Hi all,

I am playing with the idea of writing a custom widget based on QScrollArea, where widgets are created as the user scrolls. I'm just hoping to bounce the general idea of you guys here to see if I'm heading in the right direction:

I have a heap of custom widgets, potentially thousands, depending on the contents of a database. I'd like to show them in a grid that fits as many widgets horizontally as will fit in the current window size (dynamic).
I would also like smooth vertical scrolling.

If I create a single parent widget with a grid layout that creates all widgets on start up, it takes ages. So I'm thinking if I use the child widgets' visibleRegion() to find the ones currently visible in the scroll area, then figure out the indexes of the widgets in the rows above and below to create them dynamically, that should speed up the startup and still provide smooth scrolling.

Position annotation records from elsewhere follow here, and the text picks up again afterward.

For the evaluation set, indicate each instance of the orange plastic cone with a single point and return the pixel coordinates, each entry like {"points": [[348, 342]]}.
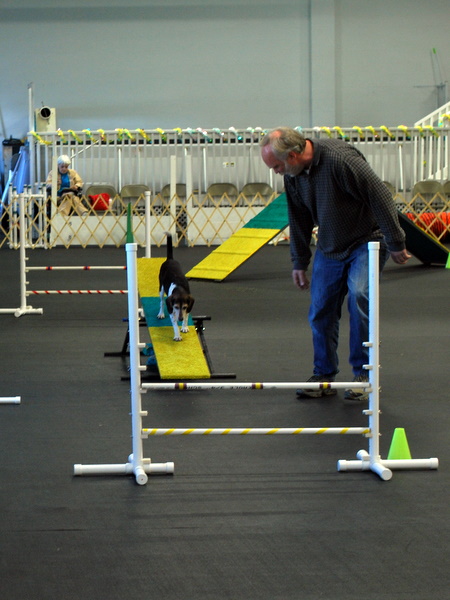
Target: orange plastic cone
{"points": [[399, 449]]}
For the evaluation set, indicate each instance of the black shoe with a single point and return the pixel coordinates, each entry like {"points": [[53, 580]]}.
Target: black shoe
{"points": [[357, 394], [323, 391]]}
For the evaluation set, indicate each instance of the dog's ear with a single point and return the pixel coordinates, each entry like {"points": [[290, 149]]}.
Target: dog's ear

Obviously I'd have to manually scale the scroll area based on the maximum amount of widgets and the parent widget's width to get an indicative scrollbar.
Not sure how tricky that will be.

Does that sound crazy or doable?

Basically I am trying to re-create the behavior of a QListView in icon mode. I tried using QListView with delegates, but couldn't get the delegates to provide the kind of complexity I need for the child widgets which I have already written (which are basically mini movie players that can be drag&dropped and have playback all at once on demand).

Any thoughts on this before I dive into this little experiment?